Validate before you run. Expensive operations should be guarded by cheap checks. A 30-second validation per image is trivial compared to hours of agent execution. Fail fast, skip early.

Make the runtime layer self-contained. Task images vary wildly. The layer we inject cannot assume Ubuntu, or a specific Python version, or any particular tooling. It brings everything it needs. That increases image size but eliminates a whole class of environment bugs.

Persist skip lists. Broken images tend to stay broken until someone fixes the upstream. Storing failures in a skip list avoids re-validating and re-failing on every run. Update the list when images are rebuilt or fixed.

Detect completion for idempotent reruns. Evaluations get interrupted. Networks fail, nodes get preempted, humans cancel jobs. If the runner can detect already-finished tasks and skip them, reruns become cheap. Trajectory and prediction files are the natural completion signal.

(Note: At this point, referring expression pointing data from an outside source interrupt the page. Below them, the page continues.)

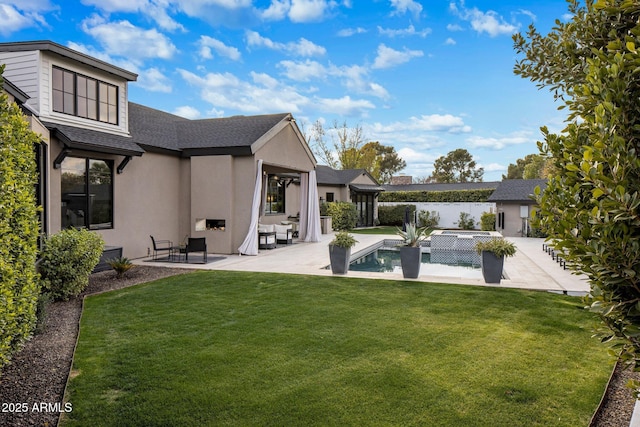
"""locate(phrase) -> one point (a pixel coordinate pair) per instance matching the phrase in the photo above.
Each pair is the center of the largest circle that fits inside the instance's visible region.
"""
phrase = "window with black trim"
(275, 195)
(84, 96)
(87, 193)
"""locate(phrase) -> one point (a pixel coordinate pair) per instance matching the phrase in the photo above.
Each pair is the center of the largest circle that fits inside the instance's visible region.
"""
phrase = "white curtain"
(313, 231)
(250, 244)
(304, 206)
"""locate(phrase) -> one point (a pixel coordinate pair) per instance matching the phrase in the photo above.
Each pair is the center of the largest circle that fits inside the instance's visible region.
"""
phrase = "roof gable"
(328, 176)
(516, 190)
(49, 46)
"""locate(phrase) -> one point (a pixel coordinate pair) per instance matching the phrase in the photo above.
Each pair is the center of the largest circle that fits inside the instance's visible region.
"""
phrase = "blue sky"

Docker image hardening for AI benchmarks is unglamorous work. Nobody writes blog posts about fixing broken .git directories. But it is the difference between an evaluation that finishes and one that burns budget on tasks that were never going to succeed. The engineering decisions here—inject layers, validate first, skip intelligently—apply to any system that runs untrusted or heterogeneous containers at scale.